The Judiciary Act of 1789 was passed by Congress and signed by President George Washington, establishing the Supreme Court of the United States as a tribunal made up of six justices who were to serve on the court until death or retirement. The number of justices became nine in 1869.
In 1929, aviator James Doolittle demonstrated the first blind takeoff and landing, using only instruments to guide his aircraft.
In 1942, as World War II raged, popular bandleader Glenn Miller ended his long-running radio show and announced he was going into the U.S. Army. He was succeeded on radio by Harry James.
In 1959, U.S. President Dwight Eisenhower and Soviet Premier Nikita Khrushchev met at Camp David, Md.

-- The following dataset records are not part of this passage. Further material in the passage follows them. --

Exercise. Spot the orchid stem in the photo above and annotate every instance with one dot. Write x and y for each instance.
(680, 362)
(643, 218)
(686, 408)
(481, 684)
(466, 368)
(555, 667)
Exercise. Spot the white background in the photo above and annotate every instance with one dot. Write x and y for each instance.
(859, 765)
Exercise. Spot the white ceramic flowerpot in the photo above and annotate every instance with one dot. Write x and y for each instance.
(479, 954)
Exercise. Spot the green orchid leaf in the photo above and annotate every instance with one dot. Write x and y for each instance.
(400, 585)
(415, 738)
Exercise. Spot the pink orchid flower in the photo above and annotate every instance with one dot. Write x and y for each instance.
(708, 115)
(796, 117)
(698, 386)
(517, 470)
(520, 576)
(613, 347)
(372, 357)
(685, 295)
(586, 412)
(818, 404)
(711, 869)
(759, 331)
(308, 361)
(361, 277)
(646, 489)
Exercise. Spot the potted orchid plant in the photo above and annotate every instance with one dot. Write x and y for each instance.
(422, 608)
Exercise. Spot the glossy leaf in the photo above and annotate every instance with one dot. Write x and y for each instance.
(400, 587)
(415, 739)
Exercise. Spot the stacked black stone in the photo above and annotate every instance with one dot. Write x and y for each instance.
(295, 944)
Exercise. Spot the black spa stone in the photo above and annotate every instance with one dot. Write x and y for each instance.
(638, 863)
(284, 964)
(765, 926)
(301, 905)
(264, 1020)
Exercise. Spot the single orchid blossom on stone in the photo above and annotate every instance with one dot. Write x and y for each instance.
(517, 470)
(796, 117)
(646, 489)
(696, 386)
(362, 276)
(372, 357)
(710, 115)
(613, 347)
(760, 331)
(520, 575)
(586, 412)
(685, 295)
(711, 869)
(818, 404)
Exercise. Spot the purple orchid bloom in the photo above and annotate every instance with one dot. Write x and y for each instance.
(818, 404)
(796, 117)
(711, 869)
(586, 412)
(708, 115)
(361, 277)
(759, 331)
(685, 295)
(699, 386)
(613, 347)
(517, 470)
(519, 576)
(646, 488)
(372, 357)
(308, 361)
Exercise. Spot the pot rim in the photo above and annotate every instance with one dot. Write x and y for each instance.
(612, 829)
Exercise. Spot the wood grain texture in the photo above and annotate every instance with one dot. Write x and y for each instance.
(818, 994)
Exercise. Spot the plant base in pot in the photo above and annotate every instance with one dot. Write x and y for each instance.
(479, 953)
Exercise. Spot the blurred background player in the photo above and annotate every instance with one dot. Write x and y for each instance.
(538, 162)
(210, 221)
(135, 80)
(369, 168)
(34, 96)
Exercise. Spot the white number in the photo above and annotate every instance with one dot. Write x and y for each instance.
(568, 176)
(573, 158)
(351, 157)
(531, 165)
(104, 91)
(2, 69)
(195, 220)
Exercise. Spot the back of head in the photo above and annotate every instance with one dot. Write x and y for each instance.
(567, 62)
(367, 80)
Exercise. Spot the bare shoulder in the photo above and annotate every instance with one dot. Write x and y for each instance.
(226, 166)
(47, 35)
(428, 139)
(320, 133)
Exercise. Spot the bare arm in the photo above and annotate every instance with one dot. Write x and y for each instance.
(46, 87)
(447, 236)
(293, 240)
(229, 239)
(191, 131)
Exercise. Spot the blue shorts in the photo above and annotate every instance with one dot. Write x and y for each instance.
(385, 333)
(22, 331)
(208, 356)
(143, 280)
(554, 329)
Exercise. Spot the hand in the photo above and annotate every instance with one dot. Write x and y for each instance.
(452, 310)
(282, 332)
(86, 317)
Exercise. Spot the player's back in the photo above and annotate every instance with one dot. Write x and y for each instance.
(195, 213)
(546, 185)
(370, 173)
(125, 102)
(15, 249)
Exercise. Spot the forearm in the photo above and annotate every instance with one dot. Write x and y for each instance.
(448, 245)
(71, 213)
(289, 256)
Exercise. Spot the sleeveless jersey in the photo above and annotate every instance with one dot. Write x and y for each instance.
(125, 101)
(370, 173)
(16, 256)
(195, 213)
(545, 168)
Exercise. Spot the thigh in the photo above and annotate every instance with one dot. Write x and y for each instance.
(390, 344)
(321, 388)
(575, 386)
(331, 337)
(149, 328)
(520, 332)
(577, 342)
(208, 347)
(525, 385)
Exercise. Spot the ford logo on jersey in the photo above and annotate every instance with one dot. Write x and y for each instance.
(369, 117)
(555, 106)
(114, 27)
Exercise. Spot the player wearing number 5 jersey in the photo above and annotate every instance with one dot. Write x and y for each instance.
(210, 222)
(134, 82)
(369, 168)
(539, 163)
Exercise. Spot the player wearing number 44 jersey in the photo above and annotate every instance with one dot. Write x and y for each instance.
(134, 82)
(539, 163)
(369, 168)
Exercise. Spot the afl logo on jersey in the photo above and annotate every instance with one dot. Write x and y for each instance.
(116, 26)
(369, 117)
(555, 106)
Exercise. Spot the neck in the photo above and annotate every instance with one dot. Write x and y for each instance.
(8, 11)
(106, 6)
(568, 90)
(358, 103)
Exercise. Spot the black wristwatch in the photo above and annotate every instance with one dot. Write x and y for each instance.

In 1986, the U.S. Congress adopted the rose as the national flower.
In 1993, in an address at the United Nations, South African leader Nelson Mandela called for the lifting of remaining international economic sanctions against South Africa.
In 1994, it was reported that CIA turncoat Aldrich Ames had exposed 55 secret U.S. and allied operations to the Soviet Union.
In 1996, Israel opened a second entrance to a tunnel used by archeologists at the Temple Mount, sacred to Muslims as well as Jews. The action sparked deadly rioting.
In 1998, Iran's foreign minister announced that Iran had dropped its 1989 call for the death of Salman Rushdie, author of The Satanic Verses which many Muslims found blasphemous.
In 2002, armed assailants killed 29 people and wounded 75 in an attack on a Hindu temple in Gandhinagar, India.